COIN and thoughts on justification
Vital post by Bryan at Hot Air, just back from being embedded with a Marine unit in Iraq, regarding the so-called civil war there.
As I said in my first post since returning from Iraq, calling the situation there a “civil war” misunderstands and oversimplifies the conflict there. We’ve all seen the movie Mad Max, right? Iraq is something like that–chaotic and hyper violent in places, but the world of that film isn’t orderly enough to be called a civil war. Well, parts of Baghdad are a lot like that film. Parts aren’t. Most of the violence is confined to areas where the Sunni and Shia mix, along with insurgent Haifa Street. The rest of Baghdad, the vast majority in fact, isn’t terribly violent unless the insurgents or terrorists mount attacks there to draw in US forces and press coverage.
It got me thinking about the subject of justification of our invasion of Iraq. What motivates Sadr to do what he does? A better question: what motivates his loyalists, the bad JAM (Jaish al-Mahdi or Mahdi Army), to torture and kill Sunni?
Then there’s bad JAM, Sadr’s real loyalists. These guys are very dangerous. They form some of the death squads that hunt Sunnis, torture them and kill them.

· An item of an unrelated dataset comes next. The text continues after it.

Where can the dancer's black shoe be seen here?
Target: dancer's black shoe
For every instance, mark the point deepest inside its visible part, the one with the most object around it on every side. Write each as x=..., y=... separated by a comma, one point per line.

They foster organized crime to pay for their weapons, and they threaten local authorities who don’t go along with their way of thinking. They’re an Islamic version of la cosa nostra with the ambition to take over Iraq, and they’re flexible enough to use Maliki or mortar rounds, whichever they deem would be most effective on any given day. They’re very bad news. They’re aligned with Iran ideologically, too, and are getting training and weapons from Tehran’s Hezbollah goons.
Short answer: ethnic hatred and a deep-seated resentment of years of suffering under Sunni/Baathist rule, with an unhealthy helping of power lust.
These motivations existed before our invasion. Had we not gone in, how long would Saddam have been able to maintain the “stability” that our realists remember so fondly, especially under the weight of continued and possibly increased U.N. sanctions? What would have been the state of the Middle East had the Baathist dam broken under its own weight, with the United States and the West on the sideline? What kind of civil war and blood bath would have existed in Iraq then? How far might the wild-fire have spread, and under whose guidance would the various factions now bitterly contending for power have been under? How much more of an influence would Iran have been in such a power vacuum, a vacuum made worse by the lack of any kind of stabilizing force inside it. What kind of chaos would the West have found there, frantically rushing to mobilize humanitarian relief and peacekeeping missions simultaneously, blind to the reality on the ground until the boots hit the Baghdad sand?
Perhaps our invasion and subsequent occupation was exactly the kind of neutron rod that a politically nuclear Iraq needed. I don’t know, but I do know that the United States and the West are in a far better position today to mitigate problems in the Middle East than we were 10 years ago.